Principal investigator
Edoardo Datteri
Budget
€ 1.5 million
Funding program
FIS Advanced Grant (Fondo Italiano per la Scienza)
Duration
2026 – 2031
We are hiring post-doctoral researchers! Contact edoardo.datteri@unimib.it if your expertise falls in one (or more) of the following subjects:
- Philosophy of scientific modelling
- Philosophy of scientific explanation
- Philosophy of scientific discovery
- Philosophy of measurement
- Philosophy of cognitive science
- Philosophy of neuroscience
Are robots valid models to study behaviour and cognition?
Robots are often used as models to study the cognition and behaviour of living organisms. They are deployed to automate measurements, simulate and test cognitive and neural mechanisms, provide reliable and controlled stimuli for behavioural studies, explain individual and social cognition. This experimental use of robots, that dates back to Cybernetics, is widely accepted within the robotics community and related scientific circles. However, in other scientific communities that are more traditional in their experimental strategies, doubts arise as to whether this use of robots is methodologically sound. The five-year RiLS project aims to determine whether robots can constitute valid scientific models for life science research. Can they provide genuine, reliable and epistemically justifiable knowledge about the behavioural and cognitive mechanisms of living systems?
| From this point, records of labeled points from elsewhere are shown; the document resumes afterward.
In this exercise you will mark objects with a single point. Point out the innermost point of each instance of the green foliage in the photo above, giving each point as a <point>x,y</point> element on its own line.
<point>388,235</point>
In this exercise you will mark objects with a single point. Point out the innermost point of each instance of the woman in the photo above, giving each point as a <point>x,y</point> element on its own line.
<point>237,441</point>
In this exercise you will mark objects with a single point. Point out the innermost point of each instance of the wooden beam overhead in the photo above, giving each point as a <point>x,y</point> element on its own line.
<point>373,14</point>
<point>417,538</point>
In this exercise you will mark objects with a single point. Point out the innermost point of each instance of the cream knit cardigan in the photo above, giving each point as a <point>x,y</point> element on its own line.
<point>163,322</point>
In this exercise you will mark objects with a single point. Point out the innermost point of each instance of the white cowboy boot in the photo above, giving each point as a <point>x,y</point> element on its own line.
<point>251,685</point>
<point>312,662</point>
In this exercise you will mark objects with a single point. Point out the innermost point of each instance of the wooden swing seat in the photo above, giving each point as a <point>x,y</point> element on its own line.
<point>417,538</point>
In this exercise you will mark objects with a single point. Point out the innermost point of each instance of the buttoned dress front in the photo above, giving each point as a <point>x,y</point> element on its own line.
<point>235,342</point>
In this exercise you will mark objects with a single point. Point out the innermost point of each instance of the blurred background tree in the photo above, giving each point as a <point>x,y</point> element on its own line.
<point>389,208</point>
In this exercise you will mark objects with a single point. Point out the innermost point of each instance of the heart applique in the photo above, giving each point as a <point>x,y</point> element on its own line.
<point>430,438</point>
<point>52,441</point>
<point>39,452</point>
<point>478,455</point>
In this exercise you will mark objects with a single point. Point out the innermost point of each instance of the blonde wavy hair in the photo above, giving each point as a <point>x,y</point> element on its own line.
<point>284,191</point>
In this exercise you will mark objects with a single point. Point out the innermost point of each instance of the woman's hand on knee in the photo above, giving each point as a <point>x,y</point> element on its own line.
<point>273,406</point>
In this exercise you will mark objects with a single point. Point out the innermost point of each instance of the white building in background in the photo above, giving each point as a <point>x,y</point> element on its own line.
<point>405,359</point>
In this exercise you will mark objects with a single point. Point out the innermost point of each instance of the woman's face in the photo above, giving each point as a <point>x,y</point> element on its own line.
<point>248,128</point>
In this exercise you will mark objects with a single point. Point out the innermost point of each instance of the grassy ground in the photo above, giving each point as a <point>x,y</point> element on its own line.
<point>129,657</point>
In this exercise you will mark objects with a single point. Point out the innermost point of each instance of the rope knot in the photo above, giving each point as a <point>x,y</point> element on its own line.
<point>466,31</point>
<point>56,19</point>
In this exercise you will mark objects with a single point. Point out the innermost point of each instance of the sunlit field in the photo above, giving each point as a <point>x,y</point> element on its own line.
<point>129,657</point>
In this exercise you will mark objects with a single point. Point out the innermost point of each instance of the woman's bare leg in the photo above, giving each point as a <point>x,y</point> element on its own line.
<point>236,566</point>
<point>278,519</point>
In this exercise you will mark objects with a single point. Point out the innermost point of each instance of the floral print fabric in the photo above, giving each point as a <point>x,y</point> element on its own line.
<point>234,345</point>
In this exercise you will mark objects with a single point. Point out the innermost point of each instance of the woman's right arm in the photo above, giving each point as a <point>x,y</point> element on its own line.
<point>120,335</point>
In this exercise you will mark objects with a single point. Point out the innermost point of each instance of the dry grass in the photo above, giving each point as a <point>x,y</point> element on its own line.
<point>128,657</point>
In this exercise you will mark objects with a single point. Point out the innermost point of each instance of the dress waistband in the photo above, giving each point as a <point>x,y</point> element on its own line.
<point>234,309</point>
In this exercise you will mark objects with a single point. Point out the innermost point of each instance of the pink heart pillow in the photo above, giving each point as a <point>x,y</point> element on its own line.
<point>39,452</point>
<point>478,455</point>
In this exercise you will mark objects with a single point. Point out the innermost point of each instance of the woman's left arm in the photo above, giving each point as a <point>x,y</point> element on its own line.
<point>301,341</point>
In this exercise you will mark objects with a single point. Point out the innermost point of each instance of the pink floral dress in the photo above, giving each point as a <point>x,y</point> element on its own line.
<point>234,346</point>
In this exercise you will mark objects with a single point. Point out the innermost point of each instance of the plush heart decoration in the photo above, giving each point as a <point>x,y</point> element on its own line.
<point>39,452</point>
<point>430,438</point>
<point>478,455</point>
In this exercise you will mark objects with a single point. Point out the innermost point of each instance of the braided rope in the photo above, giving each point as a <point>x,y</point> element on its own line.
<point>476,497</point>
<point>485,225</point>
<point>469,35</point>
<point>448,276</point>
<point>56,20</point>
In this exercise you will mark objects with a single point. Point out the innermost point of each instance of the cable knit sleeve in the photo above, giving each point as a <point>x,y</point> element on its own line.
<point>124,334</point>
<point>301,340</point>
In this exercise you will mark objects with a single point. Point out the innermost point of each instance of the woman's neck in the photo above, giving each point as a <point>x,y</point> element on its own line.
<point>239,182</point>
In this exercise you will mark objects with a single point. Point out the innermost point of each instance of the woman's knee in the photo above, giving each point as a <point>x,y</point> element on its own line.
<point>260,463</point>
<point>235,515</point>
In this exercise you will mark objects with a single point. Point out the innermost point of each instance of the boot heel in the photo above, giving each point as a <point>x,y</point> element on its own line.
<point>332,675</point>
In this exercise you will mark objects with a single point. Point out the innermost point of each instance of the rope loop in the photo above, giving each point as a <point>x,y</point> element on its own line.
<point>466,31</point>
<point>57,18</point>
The project builds on the principal investigator’s previous philosophical work in the fields of biorobotics and human-robot interaction. Take a look at the RobotiCSS Lab research pages!
Objectives
The ‘big questions’ addressed in RiLS fall within four areas of research in the philosophy of science.
Measurement
Can autonomous robots objectively measure reality, in spite of their opacity and the fact that they inevitably alter what they measure?
Scientific modelling
How are valid robotic models constructed? How do they relate to background theories and theoretical models? How do they relate to reality?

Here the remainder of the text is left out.